Marco Belinelli vede avvicinare il giorno in cui comincerà la free agency, che arriva dopo una seconda parte della stagione 2017-18 vissuta in maniera esaltante con la maglia di Philadelphia.
Dove sarà alle 6 del mattino del primo luglio? «A casa, a San Giovanni. Oppure in palestra ad allenarmi, ho già ripreso da tre settimane».
Niente ansia da free agency? «No, non molta. E’ normale che ci sia un pochino di agitazione e la curiosità di capire la tua nuova destinazione. Ma sono sempre stato abbastanza tranquillo in questo periodo».
Non vive col telefonino sempre a portata di mano? «Quello sì, tengo sempre acceso sia quello italiano che quello americano, anche di notte. Ricordo l’anno scorso, quando Charlotte mi mandò ad Atlanta in cambio di Dwight Howard il giorno prima del draft. Ero in Italia, erano le 3 del mattino e ricordo ancora quanto fu strano cambiare squadra di notte, saperlo mentre ero a letto. In quella circostanza non avevo voce in capitolo, essendo sotto contratto. Stavolta sarà diverso perché posso dire la mia».
Dove vorrebbe giocare? «Non ho mai nascosto che a Philadelphia mi sono trovato molto bene. Ma non voglio fare proclami e dire che tornerò sicuramente lì: so benissimo che può succedere di tutto durante la free agency. Spero di trovare un contratto importante in una squadra con tante ambizioni».
Quando pensa di trovare un contratto? «So di avere davanti una lista abbastanza lunga, che prima che possa sistemarmi io deve piazzarsi gente come LeBron, Kevin Durant e Chris Paul. Penso comunque di avere un contratto entro le prime due settimane di luglio. Massimo le prime tre».
Come deciderà dove andare? «Le squadre contattano Sam, il mio agente. Lui e mio fratello Umberto, che lavora con lui a Los Angeles, di solito mi chiamano col vivavoce e ci confrontiamo: quale team mi ha cercato, che offerta ha fatto, che tipo di squadra si è fatta avanti, quello che potrebbe essere il mio ruolo, cosa hanno detto il general manager o il coach durante la chiacchierata col mio agente. Poi ci riflettiamo su e aspettiamo, consapevoli di quanto sia importante non prendere decisioni affrettate».

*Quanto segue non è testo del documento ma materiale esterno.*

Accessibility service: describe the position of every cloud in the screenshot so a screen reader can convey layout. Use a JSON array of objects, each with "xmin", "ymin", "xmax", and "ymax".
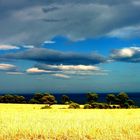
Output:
[
  {"xmin": 26, "ymin": 64, "xmax": 108, "ymax": 78},
  {"xmin": 0, "ymin": 0, "xmax": 140, "ymax": 44},
  {"xmin": 36, "ymin": 64, "xmax": 100, "ymax": 71},
  {"xmin": 52, "ymin": 73, "xmax": 70, "ymax": 79},
  {"xmin": 0, "ymin": 44, "xmax": 20, "ymax": 51},
  {"xmin": 1, "ymin": 48, "xmax": 106, "ymax": 65},
  {"xmin": 0, "ymin": 63, "xmax": 17, "ymax": 72},
  {"xmin": 43, "ymin": 40, "xmax": 55, "ymax": 44},
  {"xmin": 108, "ymin": 25, "xmax": 140, "ymax": 39},
  {"xmin": 20, "ymin": 45, "xmax": 34, "ymax": 49},
  {"xmin": 6, "ymin": 72, "xmax": 24, "ymax": 75},
  {"xmin": 26, "ymin": 67, "xmax": 50, "ymax": 74},
  {"xmin": 110, "ymin": 47, "xmax": 140, "ymax": 63}
]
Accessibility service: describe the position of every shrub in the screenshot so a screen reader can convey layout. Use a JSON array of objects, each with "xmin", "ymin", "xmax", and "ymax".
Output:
[
  {"xmin": 69, "ymin": 103, "xmax": 80, "ymax": 109},
  {"xmin": 41, "ymin": 105, "xmax": 51, "ymax": 109},
  {"xmin": 91, "ymin": 102, "xmax": 109, "ymax": 109},
  {"xmin": 84, "ymin": 104, "xmax": 91, "ymax": 109},
  {"xmin": 123, "ymin": 102, "xmax": 129, "ymax": 108}
]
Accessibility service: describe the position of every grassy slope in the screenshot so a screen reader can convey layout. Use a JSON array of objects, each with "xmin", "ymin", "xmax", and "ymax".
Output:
[{"xmin": 0, "ymin": 104, "xmax": 140, "ymax": 140}]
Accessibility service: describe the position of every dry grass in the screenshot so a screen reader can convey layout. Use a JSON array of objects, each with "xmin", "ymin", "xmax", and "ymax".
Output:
[{"xmin": 0, "ymin": 104, "xmax": 140, "ymax": 140}]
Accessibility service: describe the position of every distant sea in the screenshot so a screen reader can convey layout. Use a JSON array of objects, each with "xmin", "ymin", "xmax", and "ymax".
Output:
[{"xmin": 13, "ymin": 93, "xmax": 140, "ymax": 106}]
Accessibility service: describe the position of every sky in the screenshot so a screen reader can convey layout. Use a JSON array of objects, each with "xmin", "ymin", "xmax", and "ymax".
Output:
[{"xmin": 0, "ymin": 0, "xmax": 140, "ymax": 93}]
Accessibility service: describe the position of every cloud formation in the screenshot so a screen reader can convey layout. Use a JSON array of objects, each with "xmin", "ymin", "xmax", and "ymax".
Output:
[
  {"xmin": 0, "ymin": 63, "xmax": 17, "ymax": 72},
  {"xmin": 26, "ymin": 67, "xmax": 50, "ymax": 74},
  {"xmin": 110, "ymin": 47, "xmax": 140, "ymax": 63},
  {"xmin": 1, "ymin": 48, "xmax": 106, "ymax": 65},
  {"xmin": 0, "ymin": 44, "xmax": 20, "ymax": 51},
  {"xmin": 0, "ymin": 0, "xmax": 140, "ymax": 44}
]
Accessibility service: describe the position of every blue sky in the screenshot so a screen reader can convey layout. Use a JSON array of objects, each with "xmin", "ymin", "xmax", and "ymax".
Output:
[{"xmin": 0, "ymin": 0, "xmax": 140, "ymax": 93}]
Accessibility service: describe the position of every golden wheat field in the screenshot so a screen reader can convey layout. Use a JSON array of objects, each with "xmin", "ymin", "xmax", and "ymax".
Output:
[{"xmin": 0, "ymin": 104, "xmax": 140, "ymax": 140}]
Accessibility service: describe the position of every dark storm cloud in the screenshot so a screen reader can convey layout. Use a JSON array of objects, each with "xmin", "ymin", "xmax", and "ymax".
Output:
[
  {"xmin": 1, "ymin": 48, "xmax": 106, "ymax": 65},
  {"xmin": 0, "ymin": 0, "xmax": 140, "ymax": 44}
]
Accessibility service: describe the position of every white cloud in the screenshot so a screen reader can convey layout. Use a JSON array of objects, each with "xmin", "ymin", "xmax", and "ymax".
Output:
[
  {"xmin": 0, "ymin": 44, "xmax": 20, "ymax": 51},
  {"xmin": 0, "ymin": 63, "xmax": 17, "ymax": 71},
  {"xmin": 110, "ymin": 47, "xmax": 140, "ymax": 63},
  {"xmin": 111, "ymin": 47, "xmax": 140, "ymax": 57},
  {"xmin": 0, "ymin": 0, "xmax": 140, "ymax": 44},
  {"xmin": 44, "ymin": 40, "xmax": 55, "ymax": 44},
  {"xmin": 52, "ymin": 73, "xmax": 70, "ymax": 79},
  {"xmin": 22, "ymin": 45, "xmax": 34, "ymax": 49},
  {"xmin": 46, "ymin": 65, "xmax": 99, "ymax": 71},
  {"xmin": 107, "ymin": 25, "xmax": 140, "ymax": 39},
  {"xmin": 6, "ymin": 72, "xmax": 24, "ymax": 75},
  {"xmin": 26, "ymin": 67, "xmax": 50, "ymax": 74}
]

Rifarebbe una scelta come quella di tre anni fa, quando andò in una squadra di secondo piano come Sacramento che però metteva sul piatto un’offerta economica importante? «Devo ammetterlo: non lo rifarei. In quelle situazioni però non è facile gestire le tante cose che ti succedono. E se arriva un’offerta economica importante, per un giocatore della mia età diventa un fattore da tenere in considerazione».